Alors je descendis chez le portier, à qui je demandai si Mlle Gautier était venue chez elle pendant le jour.
— Oui, me répondit cet homme, avec Mme Duvernoy.
— Elle n’a rien dit pour moi ?
— Rien.
— Savez-vous ce qu’elles ont fait ensuite ?
— Elles sont montées en voiture.
— Quel genre de voiture ?
— Un coupé de maître.
Qu’est-ce que tout cela voulait dire ?
Je sonnai à la porte voisine.
— Où allez-vous, monsieur ? me demanda le concierge après m’avoir ouvert.
— Chez madame Duvernoy.
— Elle n’est pas rentrée.
— Vous en êtes sûr ?
— Oui, monsieur ; voilà même une lettre qu’on a apportée pour elle hier au soir et que je ne lui ai pas encore remise.
Et le portier me montrait une lettre sur laquelle je jetai machinalement les yeux.
Je reconnus l’écriture de Marguerite.
Je pris la lettre.
L’adresse portait ces mots :
« A madame Duvernoy, pour remettre à M. Duval. »

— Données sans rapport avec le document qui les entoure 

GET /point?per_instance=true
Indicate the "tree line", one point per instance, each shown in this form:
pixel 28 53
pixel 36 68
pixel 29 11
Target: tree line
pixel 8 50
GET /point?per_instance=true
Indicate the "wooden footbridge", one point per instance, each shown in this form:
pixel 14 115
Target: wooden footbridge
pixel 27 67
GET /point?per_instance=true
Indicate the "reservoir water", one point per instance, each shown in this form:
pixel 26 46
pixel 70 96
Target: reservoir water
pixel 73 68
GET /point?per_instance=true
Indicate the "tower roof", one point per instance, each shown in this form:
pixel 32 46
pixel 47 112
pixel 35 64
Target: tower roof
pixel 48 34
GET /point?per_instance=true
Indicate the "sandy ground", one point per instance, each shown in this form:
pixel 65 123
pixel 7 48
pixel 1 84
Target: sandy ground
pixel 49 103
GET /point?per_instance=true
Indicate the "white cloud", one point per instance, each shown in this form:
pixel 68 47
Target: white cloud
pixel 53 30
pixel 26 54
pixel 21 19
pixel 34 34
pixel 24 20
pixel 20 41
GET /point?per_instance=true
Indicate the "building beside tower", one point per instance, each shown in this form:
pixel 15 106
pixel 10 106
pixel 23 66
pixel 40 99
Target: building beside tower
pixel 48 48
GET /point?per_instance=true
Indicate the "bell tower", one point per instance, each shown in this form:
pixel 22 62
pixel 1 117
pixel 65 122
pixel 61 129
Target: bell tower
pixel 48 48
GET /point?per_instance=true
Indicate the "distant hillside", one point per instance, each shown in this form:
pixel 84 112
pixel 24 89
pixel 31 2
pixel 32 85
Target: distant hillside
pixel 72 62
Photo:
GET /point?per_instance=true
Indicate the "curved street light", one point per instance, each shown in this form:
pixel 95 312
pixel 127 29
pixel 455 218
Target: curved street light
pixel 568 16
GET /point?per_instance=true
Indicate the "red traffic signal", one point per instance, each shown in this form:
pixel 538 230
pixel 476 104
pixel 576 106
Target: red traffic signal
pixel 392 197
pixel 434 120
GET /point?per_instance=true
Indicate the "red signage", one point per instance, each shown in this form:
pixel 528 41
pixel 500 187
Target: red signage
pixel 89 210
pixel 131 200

— Cette lettre est pour moi, dis-je au portier, et je lui montrai l’adresse.
— C’est vous monsieur Duval ? me répondit cet homme.
— Oui.
— Ah ! je vous reconnais, vous venez souvent chez madame Duvernoy.
Une fois dans la rue, je brisai le cachet de cette lettre.
La foudre fût tombée à mes pieds que je n’eusse pas été plus épouvanté que je le fus par cette lecture.
« A l’heure où vous lirez cette lettre, Armand, je serai déjà la maîtresse d’un autre homme. Tout est donc fini entre nous.
» Retournez auprès de votre père, mon ami, allez revoir votre sœur, jeune fille chaste, ignorante de toutes nos misères, et auprès de laquelle vous oublierez bien vite ce que vous aura fait souffrir cette fille perdue que l’on nomme Marguerite Gautier, que vous avez bien voulu aimer un instant, et qui vous doit les seuls moments heureux d’une vie qui, elle l’espère, ne sera pas longue maintenant. »
Quand, j’eus lu le dernier mot, je crus que j’allais devenir fou.
Un moment j’eus réellement peur de tomber sur le pavé de la rue. Un nuage me passait sur les yeux et le sang me battait dans les tempes.
Enfin je me remis un peu, je regardai autour de moi, tout étonné de voir la vie des autres se continuer sans s’arrêter à mon malheur.
Je n’étais pas assez fort pour supporter seul le coup que Marguerite me portait.
Alors je me souvins que mon père était dans la même ville que moi, que dans dix minutes je pourrais être auprès de lui, et que, quelle que fût la cause de ma douleur, il la partagerait.
Je courus comme un fou, comme un voleur, jusqu’à l’hôtel de Paris : je trouvai la clef sur la porte de l’appartement de mon père. J’entrai.
Il lisait.
Au peu d’étonnement qu’il montra en me voyant paraître, on eût dit qu’il m’attendait.
Je me précipitai dans ses bras sans lui dire un mot, je lui donnai la lettre de Marguerite, et me laissant tomber devant son lit, je pleurai à chaudes larmes.